Cyble-Cyberattacks-on-Government-Entities

 Small Nations at Higher Risk

Introduction

The second quarter of 2022 witnessed a series of cyberattacks by the Conti ransomware gang against the Costa Rican government, culminating in a nationwide crisis and declaration of national emergency by the recently-elected President, Rodrigo Chaves. Earlier in March 2022, United States President Joe Biden extended the state of national emergency declared in April 2015 till March 31, 2023, to deal with cyber threats to the United States.

Regardless of scale, the level of sophistication and the vigor of these cyberattacks can prove overwhelming for any nation. Cyber Research Labs has witnessed a rise in ransomware attacks this year on both small and large state mechanisms in Western Hemisphere.

A total of 48 government organizations from 21 countries were affected by 13 ransomware gangs from the beginning of this year.

Figure 1 – Ransomware attacks on government entities

Additionally, cybercriminals have scaled up their tactics to home in on smaller nations to subvert government apparatus. Certain Threat Actors (TAs) and ransomware gangs are fundamentally employing methods to target critical infrastructure – something we primarily observed state-sponsored APTs doing until this point. This is particularly true in the case of nations with a relatively large cybersecurity exposure due to inadequate resources and spending.  

Beleaguered Nations

Costa Rica

The notorious ransomware group Conti began targeting the Costa Rican government in April 2022. A similar attack was seen in May 2021, when the gang targeted Ireland’s publicly funded health care system and demanded a ransom of USD20 million.

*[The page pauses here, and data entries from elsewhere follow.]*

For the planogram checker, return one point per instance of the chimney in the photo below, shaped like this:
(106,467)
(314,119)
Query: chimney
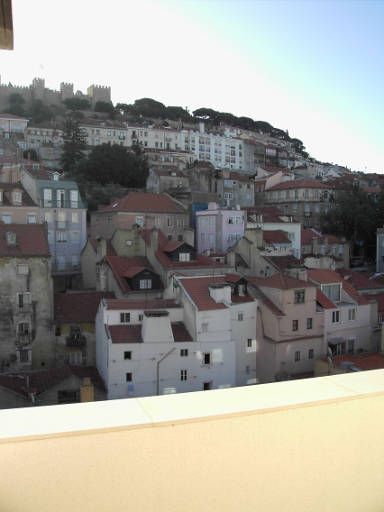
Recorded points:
(154,239)
(87,391)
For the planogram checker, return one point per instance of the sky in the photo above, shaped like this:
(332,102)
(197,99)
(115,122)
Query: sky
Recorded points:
(314,68)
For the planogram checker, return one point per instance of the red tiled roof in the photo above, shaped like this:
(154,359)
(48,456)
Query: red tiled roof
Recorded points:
(309,234)
(324,276)
(43,380)
(276,237)
(125,333)
(279,281)
(324,301)
(78,307)
(180,332)
(198,289)
(295,184)
(31,240)
(145,202)
(125,304)
(123,267)
(359,280)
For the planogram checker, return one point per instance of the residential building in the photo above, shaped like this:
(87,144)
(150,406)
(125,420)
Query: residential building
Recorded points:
(305,200)
(26,297)
(290,327)
(62,208)
(220,311)
(144,209)
(54,386)
(16,206)
(218,229)
(271,219)
(74,327)
(144,348)
(350,319)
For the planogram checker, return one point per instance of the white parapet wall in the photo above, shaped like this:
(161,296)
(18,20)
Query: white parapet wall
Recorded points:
(305,445)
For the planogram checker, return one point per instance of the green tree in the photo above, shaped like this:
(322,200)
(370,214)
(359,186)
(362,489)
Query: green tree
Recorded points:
(114,164)
(74,146)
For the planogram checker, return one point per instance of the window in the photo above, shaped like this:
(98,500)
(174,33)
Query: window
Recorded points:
(299,296)
(23,299)
(332,291)
(47,197)
(145,284)
(351,346)
(61,236)
(22,270)
(184,256)
(125,318)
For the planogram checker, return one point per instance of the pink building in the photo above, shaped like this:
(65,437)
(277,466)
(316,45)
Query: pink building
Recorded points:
(218,229)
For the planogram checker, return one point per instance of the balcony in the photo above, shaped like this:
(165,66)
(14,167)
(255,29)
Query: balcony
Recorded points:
(296,446)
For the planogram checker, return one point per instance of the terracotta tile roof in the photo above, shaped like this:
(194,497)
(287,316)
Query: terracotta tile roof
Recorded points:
(282,263)
(324,301)
(276,237)
(7,188)
(295,184)
(123,267)
(125,333)
(279,281)
(180,332)
(324,276)
(125,304)
(145,202)
(359,280)
(198,289)
(43,380)
(308,235)
(31,240)
(78,307)
(379,298)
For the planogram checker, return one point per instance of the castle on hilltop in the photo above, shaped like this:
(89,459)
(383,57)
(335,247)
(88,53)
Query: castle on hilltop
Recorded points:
(38,91)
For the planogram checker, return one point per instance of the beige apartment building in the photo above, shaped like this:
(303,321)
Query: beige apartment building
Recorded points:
(290,327)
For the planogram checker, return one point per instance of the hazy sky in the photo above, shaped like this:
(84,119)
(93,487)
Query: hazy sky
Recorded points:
(314,68)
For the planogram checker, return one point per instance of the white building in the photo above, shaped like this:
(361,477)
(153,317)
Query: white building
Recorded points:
(220,312)
(144,348)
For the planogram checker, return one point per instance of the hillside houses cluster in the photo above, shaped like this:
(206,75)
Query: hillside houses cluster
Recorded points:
(216,275)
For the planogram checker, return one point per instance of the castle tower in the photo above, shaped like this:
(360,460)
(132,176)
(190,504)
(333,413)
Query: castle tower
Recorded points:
(66,91)
(99,93)
(38,88)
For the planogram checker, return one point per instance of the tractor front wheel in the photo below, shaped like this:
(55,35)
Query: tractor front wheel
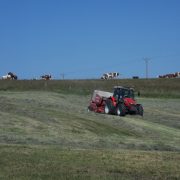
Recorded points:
(108,107)
(140,110)
(120,110)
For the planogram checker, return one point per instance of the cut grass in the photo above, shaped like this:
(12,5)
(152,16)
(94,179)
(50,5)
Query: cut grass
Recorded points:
(53,118)
(34,162)
(49,135)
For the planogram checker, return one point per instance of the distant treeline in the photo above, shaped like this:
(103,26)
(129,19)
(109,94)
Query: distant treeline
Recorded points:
(147,87)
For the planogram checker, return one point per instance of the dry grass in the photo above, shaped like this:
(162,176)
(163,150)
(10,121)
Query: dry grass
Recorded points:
(50,135)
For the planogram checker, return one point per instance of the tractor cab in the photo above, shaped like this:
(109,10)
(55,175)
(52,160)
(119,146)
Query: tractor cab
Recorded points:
(121,92)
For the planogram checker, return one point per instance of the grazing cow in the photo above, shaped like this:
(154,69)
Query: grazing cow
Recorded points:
(172,75)
(110,75)
(46,77)
(10,76)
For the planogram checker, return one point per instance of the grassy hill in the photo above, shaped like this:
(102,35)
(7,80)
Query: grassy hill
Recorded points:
(148,88)
(47,133)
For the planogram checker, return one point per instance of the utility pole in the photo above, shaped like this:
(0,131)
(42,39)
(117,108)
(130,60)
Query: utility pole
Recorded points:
(63,75)
(146,60)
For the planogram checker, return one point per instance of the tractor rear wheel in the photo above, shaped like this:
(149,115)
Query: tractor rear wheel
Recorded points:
(120,110)
(140,110)
(108,107)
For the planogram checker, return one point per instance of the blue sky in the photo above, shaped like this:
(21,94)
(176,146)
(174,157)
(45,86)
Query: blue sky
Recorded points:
(86,38)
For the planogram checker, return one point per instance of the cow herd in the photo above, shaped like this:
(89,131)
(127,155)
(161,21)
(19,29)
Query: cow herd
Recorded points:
(105,76)
(171,75)
(110,75)
(10,76)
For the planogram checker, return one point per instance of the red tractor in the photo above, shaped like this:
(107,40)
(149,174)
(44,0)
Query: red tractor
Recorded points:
(120,103)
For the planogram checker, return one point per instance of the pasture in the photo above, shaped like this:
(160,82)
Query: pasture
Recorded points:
(47,133)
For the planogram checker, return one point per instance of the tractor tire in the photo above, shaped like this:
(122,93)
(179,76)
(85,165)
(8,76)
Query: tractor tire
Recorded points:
(140,110)
(120,110)
(108,109)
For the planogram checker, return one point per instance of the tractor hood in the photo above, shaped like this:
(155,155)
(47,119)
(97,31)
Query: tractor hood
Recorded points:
(129,101)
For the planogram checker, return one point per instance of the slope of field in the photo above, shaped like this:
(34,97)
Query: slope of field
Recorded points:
(50,135)
(169,88)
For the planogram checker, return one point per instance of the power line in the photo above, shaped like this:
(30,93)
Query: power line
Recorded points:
(146,60)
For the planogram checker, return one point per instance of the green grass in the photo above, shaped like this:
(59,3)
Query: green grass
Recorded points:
(50,135)
(34,162)
(164,88)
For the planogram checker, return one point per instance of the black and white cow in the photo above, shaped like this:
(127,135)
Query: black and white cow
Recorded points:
(110,75)
(10,76)
(46,77)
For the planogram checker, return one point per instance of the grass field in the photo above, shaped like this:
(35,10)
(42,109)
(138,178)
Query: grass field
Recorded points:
(50,135)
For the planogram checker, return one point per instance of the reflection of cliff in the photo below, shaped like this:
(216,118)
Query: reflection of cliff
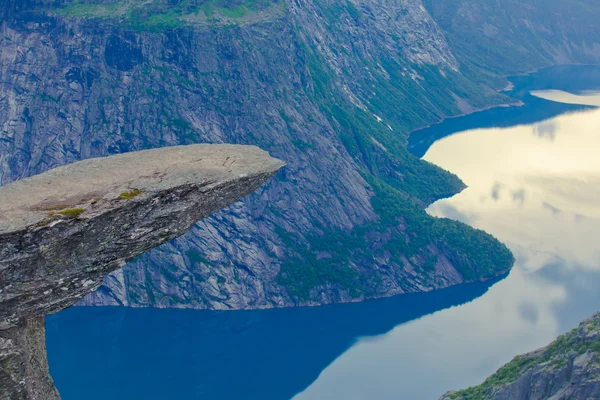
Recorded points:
(63,231)
(567,369)
(269,354)
(332,87)
(533,109)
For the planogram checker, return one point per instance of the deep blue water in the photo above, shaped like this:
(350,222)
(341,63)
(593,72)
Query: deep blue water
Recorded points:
(408,347)
(155,354)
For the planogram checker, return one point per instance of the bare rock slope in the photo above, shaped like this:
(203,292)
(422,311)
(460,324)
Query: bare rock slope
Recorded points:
(63,231)
(567,369)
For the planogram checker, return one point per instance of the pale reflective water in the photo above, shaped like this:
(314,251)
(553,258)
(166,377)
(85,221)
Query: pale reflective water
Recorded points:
(537,188)
(534,184)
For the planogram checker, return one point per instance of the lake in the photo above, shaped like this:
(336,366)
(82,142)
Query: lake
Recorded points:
(533,176)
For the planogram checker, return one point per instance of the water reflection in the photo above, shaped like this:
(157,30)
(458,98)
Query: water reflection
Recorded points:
(535,187)
(125,354)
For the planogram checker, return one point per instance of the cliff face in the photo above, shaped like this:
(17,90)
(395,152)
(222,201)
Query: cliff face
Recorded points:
(331,87)
(566,369)
(63,231)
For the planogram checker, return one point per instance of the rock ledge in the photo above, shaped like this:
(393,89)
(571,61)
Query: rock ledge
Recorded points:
(63,231)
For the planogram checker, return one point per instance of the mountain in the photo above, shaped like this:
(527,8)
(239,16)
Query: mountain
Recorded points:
(568,368)
(332,88)
(64,230)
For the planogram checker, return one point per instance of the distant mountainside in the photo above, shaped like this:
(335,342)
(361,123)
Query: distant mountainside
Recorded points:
(568,368)
(333,88)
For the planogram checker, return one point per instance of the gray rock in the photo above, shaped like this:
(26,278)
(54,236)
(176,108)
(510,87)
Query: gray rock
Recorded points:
(567,369)
(63,231)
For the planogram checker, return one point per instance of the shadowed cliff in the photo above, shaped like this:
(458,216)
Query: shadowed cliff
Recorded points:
(63,231)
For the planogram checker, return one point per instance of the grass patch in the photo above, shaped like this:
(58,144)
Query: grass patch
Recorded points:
(71,212)
(130,194)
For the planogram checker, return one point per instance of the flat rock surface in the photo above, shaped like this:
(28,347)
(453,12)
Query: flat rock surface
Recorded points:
(30,201)
(63,231)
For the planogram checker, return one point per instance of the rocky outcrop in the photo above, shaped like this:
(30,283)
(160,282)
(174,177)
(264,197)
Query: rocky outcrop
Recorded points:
(63,231)
(567,369)
(330,86)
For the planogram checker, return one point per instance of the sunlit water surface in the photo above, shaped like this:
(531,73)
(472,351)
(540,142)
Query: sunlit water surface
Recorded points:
(534,186)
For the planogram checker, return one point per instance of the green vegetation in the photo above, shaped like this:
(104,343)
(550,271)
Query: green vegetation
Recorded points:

The timing could be a pure coincidence; however, Conti was seemingly trying the same tactics with Costa Rica, but this time on a larger scale, shortly after a change in government in the country.

Conti deployed various methods and tactics to target multiple government entities to force the nation into a state of national emergency, crippling their economy and disrupting the public system to create unrest in the nation. This is quite similar to the standard tactics employed by APTs to malign and derail governments.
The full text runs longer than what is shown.